0

I am deploying a model to Google Cloud ML for the first time. I have trained and tested the model locally and it still needs work but it works ok.

I have uploaded it to Cloud ML and tested with the same example images I test locally that I know get detections. (using this tutorial)

When I do this, I get no detections. At first I thought I had uploaded the wrong checkpoint but I tested and the same checkpoint works with these images offline, I don't know how to debug further.
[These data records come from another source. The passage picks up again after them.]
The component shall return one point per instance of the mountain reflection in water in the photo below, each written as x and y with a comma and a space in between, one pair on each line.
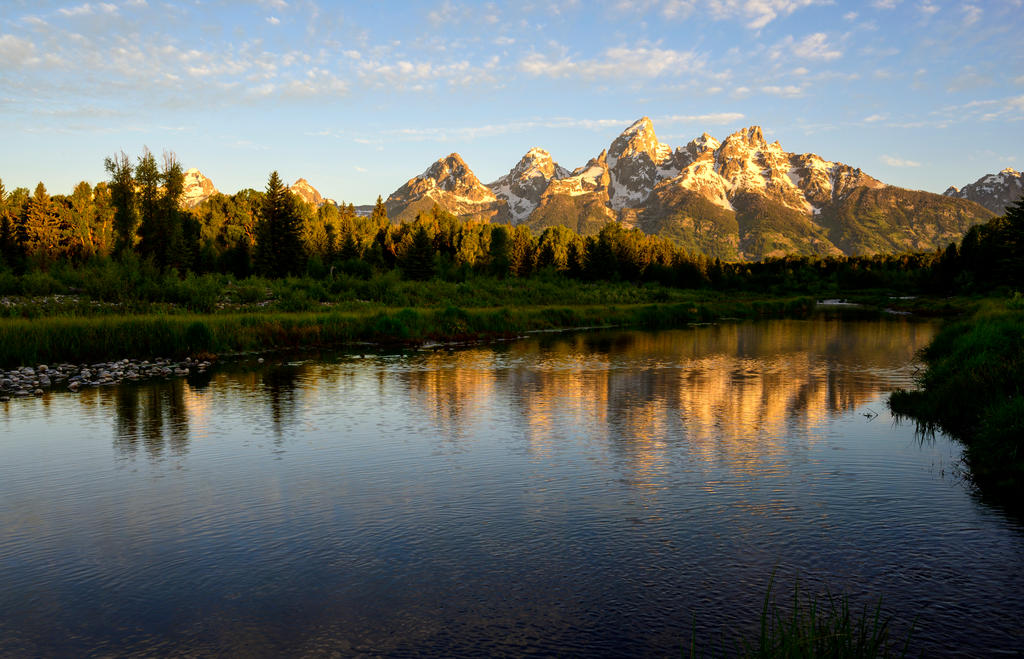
598, 493
716, 386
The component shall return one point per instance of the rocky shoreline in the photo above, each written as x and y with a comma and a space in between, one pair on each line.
29, 381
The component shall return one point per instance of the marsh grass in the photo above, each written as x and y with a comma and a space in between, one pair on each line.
972, 388
77, 339
807, 626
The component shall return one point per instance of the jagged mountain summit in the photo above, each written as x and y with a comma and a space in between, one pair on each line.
307, 192
451, 184
197, 189
994, 191
522, 186
740, 198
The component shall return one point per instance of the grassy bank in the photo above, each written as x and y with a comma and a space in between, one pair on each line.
973, 389
76, 339
807, 626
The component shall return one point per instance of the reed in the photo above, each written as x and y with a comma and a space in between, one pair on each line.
972, 389
807, 626
85, 338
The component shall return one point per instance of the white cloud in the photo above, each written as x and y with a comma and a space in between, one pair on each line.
815, 46
714, 118
898, 162
757, 13
16, 52
89, 8
972, 13
621, 61
787, 90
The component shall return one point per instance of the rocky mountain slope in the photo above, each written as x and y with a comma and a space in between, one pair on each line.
994, 191
740, 198
307, 192
198, 188
451, 184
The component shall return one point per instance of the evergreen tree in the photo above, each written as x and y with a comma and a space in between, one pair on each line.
151, 233
279, 247
82, 219
43, 232
122, 189
178, 242
6, 227
498, 252
379, 216
419, 261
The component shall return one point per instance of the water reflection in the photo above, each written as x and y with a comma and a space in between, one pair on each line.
588, 493
156, 415
717, 387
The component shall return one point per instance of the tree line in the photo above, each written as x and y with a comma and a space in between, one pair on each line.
273, 233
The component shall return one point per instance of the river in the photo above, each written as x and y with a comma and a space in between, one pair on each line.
604, 493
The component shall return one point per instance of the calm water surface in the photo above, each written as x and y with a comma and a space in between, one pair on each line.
593, 493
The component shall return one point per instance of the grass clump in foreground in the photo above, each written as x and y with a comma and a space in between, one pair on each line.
973, 389
811, 628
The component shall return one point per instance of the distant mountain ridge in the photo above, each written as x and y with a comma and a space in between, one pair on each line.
740, 198
199, 188
994, 191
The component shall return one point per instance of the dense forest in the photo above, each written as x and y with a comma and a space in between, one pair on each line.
134, 218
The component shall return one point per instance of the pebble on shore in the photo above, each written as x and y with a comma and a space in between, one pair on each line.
29, 381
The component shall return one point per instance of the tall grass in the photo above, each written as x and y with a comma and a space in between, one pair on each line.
79, 339
811, 627
973, 389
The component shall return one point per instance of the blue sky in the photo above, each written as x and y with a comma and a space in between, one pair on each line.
359, 96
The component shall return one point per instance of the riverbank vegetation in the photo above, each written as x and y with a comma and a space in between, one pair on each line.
972, 386
93, 269
807, 626
973, 389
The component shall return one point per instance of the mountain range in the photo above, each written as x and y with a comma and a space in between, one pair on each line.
199, 188
740, 198
994, 191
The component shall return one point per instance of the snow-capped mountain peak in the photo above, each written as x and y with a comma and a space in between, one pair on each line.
197, 188
994, 191
307, 192
525, 182
637, 161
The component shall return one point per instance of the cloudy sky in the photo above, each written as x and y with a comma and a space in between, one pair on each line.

When I look at the results the file

prediction.results-00000-of-00001

is just empty

and the file

prediction.errors_stats-00000-of-00001

contains the following text: ('No JSON object could be decoded', 1)

Is this a sign the detection has run and detected nothing, or is there some problem while running?

Maybe the problem is I am preparing the images wrong for uploading?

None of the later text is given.